One person was responsible for data transfer from paper copies to the electronic database. Although double data entry was not performed, 10% of the data was randomly checked until no mistakes were found. Less than 1% changes were made to the data set following this procedure. All data except for day frequency was non-normally distributed. Residuals (difference between predicted and actual observed value) of linear regression model for all variables did not meet the assumptions of linear regression. Hence, all comparisons for the two treatments (as change from baseline) were made using mixed effects ordered logistic regression adjusted for repeated measures (Stata, v. 13.1, StataCorp, TX, USA) as this model does not require the assumptions of linear regression to be true. Holm estimation test was used to adjust p-values for repeated measures. Analyses included only participants who were symptomatic at baseline for each parameter investigated. Data (day frequency, nocturia, urgency and incontinence) were evaluated by per-protocol and intention-to-treat analysis, with the last result brought forward for participants who dropped out or were lost to follow-up. Backward stepwise regression (p < 0.22 for covariate inclusion) indicated small effect of age, gender, water intake and diuretic use on the outcome model. However, result for adjusted and non-adjusted data were similar, hence unadjusted analyses is presented.
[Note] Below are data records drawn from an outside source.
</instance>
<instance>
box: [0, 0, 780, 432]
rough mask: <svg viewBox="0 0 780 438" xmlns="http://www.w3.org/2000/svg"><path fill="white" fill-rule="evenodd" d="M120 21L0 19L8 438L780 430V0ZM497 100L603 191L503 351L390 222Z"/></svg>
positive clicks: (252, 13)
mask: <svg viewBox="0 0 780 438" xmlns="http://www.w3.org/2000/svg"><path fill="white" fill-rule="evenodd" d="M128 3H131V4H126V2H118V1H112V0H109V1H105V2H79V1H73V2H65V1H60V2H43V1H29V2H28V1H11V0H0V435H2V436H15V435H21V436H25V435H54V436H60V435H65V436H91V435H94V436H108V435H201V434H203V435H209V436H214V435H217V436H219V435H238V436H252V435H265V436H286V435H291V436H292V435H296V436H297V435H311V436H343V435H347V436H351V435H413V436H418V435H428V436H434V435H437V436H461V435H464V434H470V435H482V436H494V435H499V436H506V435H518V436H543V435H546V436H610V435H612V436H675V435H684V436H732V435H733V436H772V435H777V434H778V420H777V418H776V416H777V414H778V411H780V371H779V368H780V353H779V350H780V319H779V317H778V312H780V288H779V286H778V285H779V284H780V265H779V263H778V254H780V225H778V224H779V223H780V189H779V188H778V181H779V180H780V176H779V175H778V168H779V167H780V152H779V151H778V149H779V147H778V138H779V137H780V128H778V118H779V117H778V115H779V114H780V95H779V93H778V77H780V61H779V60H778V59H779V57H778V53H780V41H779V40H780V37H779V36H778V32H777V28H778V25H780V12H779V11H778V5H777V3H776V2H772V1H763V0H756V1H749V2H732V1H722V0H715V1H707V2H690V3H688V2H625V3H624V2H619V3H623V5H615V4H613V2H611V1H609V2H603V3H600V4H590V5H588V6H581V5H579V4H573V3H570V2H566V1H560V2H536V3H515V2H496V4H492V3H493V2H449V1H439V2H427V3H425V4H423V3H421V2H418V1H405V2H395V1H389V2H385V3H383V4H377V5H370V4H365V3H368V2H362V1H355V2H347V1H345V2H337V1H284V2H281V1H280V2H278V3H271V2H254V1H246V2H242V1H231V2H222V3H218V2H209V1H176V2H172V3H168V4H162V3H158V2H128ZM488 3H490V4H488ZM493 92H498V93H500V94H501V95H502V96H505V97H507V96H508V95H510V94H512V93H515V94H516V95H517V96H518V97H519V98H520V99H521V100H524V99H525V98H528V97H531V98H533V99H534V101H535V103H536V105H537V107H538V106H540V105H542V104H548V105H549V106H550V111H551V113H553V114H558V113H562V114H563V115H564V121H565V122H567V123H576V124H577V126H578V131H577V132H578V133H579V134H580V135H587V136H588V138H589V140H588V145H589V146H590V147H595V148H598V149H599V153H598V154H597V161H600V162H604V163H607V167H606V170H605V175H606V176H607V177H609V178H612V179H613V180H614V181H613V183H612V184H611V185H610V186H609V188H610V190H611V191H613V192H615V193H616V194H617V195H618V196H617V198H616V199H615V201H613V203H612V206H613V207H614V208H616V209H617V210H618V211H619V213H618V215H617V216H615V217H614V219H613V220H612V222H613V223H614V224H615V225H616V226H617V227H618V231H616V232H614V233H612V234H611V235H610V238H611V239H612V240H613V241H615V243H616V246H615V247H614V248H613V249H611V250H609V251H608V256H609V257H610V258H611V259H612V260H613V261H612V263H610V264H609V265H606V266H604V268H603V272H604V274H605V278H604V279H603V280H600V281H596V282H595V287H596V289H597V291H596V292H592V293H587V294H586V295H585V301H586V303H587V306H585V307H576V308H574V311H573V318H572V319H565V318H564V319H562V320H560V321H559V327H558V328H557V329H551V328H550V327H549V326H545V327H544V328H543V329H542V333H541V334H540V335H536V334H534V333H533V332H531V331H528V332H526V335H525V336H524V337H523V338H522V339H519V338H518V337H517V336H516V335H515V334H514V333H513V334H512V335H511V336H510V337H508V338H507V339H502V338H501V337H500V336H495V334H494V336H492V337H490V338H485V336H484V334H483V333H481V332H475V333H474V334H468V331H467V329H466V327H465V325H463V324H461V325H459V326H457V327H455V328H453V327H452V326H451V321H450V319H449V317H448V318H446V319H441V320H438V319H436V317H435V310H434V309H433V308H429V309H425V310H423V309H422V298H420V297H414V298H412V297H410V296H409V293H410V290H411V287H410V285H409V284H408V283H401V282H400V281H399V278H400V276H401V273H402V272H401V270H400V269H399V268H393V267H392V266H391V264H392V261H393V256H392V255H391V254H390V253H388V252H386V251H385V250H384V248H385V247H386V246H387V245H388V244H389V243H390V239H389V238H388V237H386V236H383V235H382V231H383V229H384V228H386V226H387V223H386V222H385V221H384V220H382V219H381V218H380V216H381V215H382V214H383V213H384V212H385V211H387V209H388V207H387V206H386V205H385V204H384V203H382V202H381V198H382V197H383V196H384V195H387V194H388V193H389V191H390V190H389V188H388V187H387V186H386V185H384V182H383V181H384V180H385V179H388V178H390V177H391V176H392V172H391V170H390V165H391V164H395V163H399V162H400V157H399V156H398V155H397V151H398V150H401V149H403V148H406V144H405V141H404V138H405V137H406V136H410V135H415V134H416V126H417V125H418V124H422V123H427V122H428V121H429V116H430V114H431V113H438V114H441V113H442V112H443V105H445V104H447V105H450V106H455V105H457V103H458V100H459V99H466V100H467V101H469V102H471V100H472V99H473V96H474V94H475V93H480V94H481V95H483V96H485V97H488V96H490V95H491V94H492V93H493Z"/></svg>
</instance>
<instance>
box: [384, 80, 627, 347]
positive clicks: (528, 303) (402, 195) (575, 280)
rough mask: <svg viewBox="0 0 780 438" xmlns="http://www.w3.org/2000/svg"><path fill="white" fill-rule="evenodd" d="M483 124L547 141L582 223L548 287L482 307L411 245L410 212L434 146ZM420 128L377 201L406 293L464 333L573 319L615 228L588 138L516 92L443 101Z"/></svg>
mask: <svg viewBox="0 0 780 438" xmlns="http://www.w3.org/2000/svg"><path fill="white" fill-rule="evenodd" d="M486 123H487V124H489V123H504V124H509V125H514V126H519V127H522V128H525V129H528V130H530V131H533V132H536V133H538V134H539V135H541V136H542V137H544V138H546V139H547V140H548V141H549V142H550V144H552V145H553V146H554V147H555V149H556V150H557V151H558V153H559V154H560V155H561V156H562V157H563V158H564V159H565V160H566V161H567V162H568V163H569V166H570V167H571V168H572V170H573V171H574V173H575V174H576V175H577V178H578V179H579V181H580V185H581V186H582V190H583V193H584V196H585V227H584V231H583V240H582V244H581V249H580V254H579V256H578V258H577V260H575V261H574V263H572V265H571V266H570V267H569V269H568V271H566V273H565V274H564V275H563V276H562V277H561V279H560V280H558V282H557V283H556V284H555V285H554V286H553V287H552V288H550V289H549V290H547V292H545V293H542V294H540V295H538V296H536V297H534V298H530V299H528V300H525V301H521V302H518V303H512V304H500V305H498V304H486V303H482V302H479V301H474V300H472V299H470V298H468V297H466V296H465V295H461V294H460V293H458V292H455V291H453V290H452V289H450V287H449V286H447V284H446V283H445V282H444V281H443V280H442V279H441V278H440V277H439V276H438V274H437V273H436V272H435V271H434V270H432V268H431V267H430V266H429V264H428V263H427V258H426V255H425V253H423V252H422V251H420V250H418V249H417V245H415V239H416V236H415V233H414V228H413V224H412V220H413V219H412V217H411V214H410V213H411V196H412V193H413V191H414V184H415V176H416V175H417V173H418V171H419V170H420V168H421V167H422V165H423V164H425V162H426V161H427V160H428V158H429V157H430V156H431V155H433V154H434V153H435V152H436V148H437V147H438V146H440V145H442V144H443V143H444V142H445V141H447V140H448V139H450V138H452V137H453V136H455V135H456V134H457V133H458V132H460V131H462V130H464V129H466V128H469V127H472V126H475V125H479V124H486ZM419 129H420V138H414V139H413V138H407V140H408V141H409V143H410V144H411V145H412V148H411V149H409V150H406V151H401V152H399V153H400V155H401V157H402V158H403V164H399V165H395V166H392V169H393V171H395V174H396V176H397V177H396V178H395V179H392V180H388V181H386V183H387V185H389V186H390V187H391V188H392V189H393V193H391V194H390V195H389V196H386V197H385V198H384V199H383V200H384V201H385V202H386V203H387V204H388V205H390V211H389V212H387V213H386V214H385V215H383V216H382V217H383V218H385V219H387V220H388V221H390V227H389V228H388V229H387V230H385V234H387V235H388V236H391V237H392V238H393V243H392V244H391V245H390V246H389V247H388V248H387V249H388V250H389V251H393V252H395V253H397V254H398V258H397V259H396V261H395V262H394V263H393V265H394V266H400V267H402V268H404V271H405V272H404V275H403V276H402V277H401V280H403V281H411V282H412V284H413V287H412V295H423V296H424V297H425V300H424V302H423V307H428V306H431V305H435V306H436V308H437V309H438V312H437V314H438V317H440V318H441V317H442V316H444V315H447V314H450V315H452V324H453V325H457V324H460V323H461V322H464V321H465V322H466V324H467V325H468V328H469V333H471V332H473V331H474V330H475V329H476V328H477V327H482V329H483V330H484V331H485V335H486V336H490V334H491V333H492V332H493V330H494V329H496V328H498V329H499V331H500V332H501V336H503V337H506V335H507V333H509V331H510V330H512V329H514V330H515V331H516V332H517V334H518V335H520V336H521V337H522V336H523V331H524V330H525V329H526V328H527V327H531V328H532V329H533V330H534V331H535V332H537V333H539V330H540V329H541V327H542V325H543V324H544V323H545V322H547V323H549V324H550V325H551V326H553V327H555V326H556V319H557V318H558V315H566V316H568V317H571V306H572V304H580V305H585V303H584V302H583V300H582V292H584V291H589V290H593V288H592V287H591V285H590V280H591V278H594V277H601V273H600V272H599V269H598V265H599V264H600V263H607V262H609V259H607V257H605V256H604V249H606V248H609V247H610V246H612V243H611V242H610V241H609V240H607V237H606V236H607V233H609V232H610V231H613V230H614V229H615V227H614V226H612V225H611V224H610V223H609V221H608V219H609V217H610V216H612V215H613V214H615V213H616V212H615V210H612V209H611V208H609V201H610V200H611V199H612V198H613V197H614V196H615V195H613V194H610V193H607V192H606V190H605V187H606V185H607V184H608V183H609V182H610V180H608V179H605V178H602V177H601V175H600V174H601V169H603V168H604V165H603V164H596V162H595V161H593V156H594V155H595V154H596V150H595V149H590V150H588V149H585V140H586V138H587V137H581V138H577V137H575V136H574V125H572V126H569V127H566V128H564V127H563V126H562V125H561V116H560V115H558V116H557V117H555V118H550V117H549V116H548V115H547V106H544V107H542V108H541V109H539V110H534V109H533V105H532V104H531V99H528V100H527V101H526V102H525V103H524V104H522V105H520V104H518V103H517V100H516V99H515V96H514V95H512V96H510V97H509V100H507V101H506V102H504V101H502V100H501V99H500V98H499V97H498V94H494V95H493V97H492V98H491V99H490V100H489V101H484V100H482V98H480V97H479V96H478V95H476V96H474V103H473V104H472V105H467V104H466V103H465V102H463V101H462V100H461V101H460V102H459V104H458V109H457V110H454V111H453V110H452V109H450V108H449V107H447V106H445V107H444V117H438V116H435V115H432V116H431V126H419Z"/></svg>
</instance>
Responses to questionnaires were grouped for ease of reporting. The OAB-SF was analysed if the participant experienced urgency at baseline. The change from baseline is reported for the total of all OAB-SF questions, as well as sub-grouped according to classifications of symptom bother (questions 1–6; maximum score 36); difficulty coping (questions 7, 10, 11, 14, 19; maximum score 30); concern/worry (questions 8, 12, 16; maximum score 18); interference in sleep (questions 9, 13, 17; maximum score 18) and affects social interaction (questions 15, 18; maximum score 12). The IIQ questions 1–7 (maximum score 28) are reported as a total as are the responses to UDI questions 8–13 (maximum score 24).